African monkeys in Peru

But now the researchers have found fossil evidence that a third group of land mammals must have undertaken the dangerous journey across the Atlantic. The evidence for this is provided by four fossil teeth, some 23 to 34 million years old, which Seiffert and his team found on the banks of the Rio Yoruba on the border of Peru and Brazil. A closer analysis of the tooth characteristics showed that it was not a relic of a primeval New World monkey, but apparently a completely new type of primate. The paleontologists named it Ucayalipithecus perdita – Ucayali according to the area where it was found, pithecus is the ending used for primeval monkey species and perdita stands for “lost”. “The teeth of Ucayalipithecus are radically different from those of the Platyrrhini,” report Seiffert and his colleagues. Instead, the teeth were surprisingly similar to those of the Parapithecids, an extinct primate group that occurred in Egypt almost 50 to 25 million years ago.
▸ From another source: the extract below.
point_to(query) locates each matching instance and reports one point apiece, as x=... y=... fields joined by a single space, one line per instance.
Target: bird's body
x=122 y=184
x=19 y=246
But how did a member of these primeval monkeys known only from Africa come to South America? The paleontologists conclude from phylogenetic comparative analyzes that the immediate ancestors of Ucayalipithecus only separated from their African relatives around 35 million years ago. “This parapithecide provides us with the most convincing evidence of a phylogenetic connection between a fossil mammal from South America and an Afro-Arabian animal group,” say the researchers. Even though the location of the teeth today is far from the coast and around 4000 kilometers from the easternmost point of South America, the immediate ancestors of the Ucayalipithecus must have come directly from Africa to South America, they concluded.

On a raft of plant parts

But this means that the prehistoric monkeys must have crossed the Atlantic. “This is an absolutely unique discovery,” says Seiffert. “It shows that in addition to the new world monkeys and the guinea pig-like, this third lineage of mammals must somehow have made this incredible transatlantic journey.” The ancestors of the Ucayalipithecus would therefore only be the third group of mammals from which such a crossing of the Atlantic is known. On the basis of their data, the scientists suspect that the primates, about the size of a brush monkey, started this journey around 34 million years ago. At this time, at the transition from the Eocene to the Oligocene, the Antarctic ice sheet was just beginning to grow and sea levels were falling. As a result, the Atlantic, with a width of around 1,500 to 2,000 kilometers, was somewhat narrower than today – but still an enormous barrier for a land mammal.

The researchers suspect that the small prehistoric monkeys might have crossed the sea on a kind of raft made from plant parts. A storm might have torn the monkeys and the raft out to sea at that time. Favorable currents and winds could then have driven the involuntary seafarers to the coast of South America. The monkeys probably had to do without water and food for at least a few days. When they arrived in their new home, flexibility was again required: the newcomers were forced to get used to new food sources and a new environment. “This speaks for a high degree of flexibility in the behavior of these monkeys,” the scientists state.